Due to some kind of mistake, the Azure DiagnosticMonitorTraceListener doesn't honour the filter tag in config. In other words, if you add something like <filter initializedata="Warning" type="System.Diagnostics.EventTypeFilter">, it won't make any difference, all events will be logged.

Even though you can specify the level of logs to transfer from local to diagnostics tables in your storage account, I don't really want to log loads of events locally, especially the weird ones from the Azure environment which don't mean anything.

I found a forum post with a very painful response from the MS tech team, the type of reply that says, "are you saying...?" to which the original poster says, "no, that is not what I am saying"! The gist was that the only way to do this was to subclass the DiagnosticMonitorTraceListener and add the filtering functionality in.

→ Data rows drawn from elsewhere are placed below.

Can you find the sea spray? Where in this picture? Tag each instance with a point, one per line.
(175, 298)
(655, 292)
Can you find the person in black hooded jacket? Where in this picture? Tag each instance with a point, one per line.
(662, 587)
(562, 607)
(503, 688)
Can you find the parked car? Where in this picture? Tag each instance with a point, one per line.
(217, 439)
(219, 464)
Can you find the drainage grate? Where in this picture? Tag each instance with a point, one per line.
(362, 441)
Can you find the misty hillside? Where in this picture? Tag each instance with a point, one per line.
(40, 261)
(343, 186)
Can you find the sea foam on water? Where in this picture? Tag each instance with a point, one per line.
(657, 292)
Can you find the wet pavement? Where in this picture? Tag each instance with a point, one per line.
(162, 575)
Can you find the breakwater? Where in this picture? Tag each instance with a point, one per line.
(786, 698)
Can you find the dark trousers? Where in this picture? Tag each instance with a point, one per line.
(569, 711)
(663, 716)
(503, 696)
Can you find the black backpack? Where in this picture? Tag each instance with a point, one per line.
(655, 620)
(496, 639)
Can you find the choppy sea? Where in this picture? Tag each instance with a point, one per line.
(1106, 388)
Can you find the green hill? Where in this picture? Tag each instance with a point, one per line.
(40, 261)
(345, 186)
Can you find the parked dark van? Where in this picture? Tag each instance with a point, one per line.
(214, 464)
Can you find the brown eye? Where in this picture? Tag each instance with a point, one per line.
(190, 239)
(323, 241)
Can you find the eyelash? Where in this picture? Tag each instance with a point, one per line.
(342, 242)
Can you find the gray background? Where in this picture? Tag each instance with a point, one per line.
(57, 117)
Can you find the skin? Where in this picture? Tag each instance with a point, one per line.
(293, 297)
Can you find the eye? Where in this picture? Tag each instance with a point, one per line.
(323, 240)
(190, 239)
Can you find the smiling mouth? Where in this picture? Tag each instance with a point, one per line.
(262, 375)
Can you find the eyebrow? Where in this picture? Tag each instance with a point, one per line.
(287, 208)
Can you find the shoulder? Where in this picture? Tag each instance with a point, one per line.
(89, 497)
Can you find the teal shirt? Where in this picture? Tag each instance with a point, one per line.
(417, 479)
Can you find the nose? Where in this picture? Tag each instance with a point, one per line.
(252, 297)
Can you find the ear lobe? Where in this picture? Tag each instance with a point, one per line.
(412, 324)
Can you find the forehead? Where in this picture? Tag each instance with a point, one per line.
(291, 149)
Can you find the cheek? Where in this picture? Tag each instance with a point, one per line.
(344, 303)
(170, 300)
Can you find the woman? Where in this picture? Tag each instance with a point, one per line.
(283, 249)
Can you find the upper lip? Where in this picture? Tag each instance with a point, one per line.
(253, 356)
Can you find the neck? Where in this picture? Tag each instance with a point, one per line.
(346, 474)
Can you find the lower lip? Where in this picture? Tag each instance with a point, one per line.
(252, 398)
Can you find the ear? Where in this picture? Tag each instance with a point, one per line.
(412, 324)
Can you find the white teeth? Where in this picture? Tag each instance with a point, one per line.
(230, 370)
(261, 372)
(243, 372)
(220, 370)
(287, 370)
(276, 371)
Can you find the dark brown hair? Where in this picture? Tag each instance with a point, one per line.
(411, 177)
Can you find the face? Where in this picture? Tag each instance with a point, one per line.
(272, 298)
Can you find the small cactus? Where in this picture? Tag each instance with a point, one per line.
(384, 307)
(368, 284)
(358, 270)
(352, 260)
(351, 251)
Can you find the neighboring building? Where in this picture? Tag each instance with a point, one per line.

I used reflector to open both the normal TraceListener class and the DiagnosticMonitorTraceListener and found that the DiagnosticMonitorTraceListener had overridden base class functions and somehow missed the filtering code. I also found out, like many MS library classes, that some functions were marked internal and were not accessible to me, I did however get it to work using the following code:

public class DiagnosticMonTraceListener : DiagnosticMonitorTraceListener
{
public override void TraceData(TraceEventCache eventCache, string source, TraceEventType eventType, int id, params object[] data)
{
if (this.Filter != null && !this.Filter.ShouldTrace(eventCache, source, eventType, id, null, null, null, data))
{
return;
}
base.TraceData(eventCache, source, eventType, id, data);
}

public override void TraceData(TraceEventCache eventCache, string source, TraceEventType eventType, int id, object data)
{
if (this.Filter != null && !this.Filter.ShouldTrace(eventCache, source, eventType, id, null, null, data, null))
{
return;
}
base.TraceData(eventCache, source, eventType, id, data);
}

public override void TraceEvent(TraceEventCache eventCache, string source, TraceEventType eventType, int id)
{
this.TraceEvent(eventCache, source, eventType, id, string.Empty);
}

public override void TraceEvent(TraceEventCache eventCache, string source, TraceEventType eventType, int id, string message)
{
if (this.Filter != null && !this.Filter.ShouldTrace(eventCache, source, eventType, id, message, null, null, null))
{
return;
}
base.TraceEvent(eventCache, source, eventType, id, message);
}

public override void TraceEvent(TraceEventCache eventCache, string source, TraceEventType eventType, int id, string format, params object[] args)
{
if (this.Filter != null && !this.Filter.ShouldTrace(eventCache, source, eventType, id, format, args, null, null))
{
return;
}
base.TraceEvent(eventCache, source, eventType, id, format, args);
}
}

Which I then used in my web.config in place of the DiagnosticMonitorTraceListener.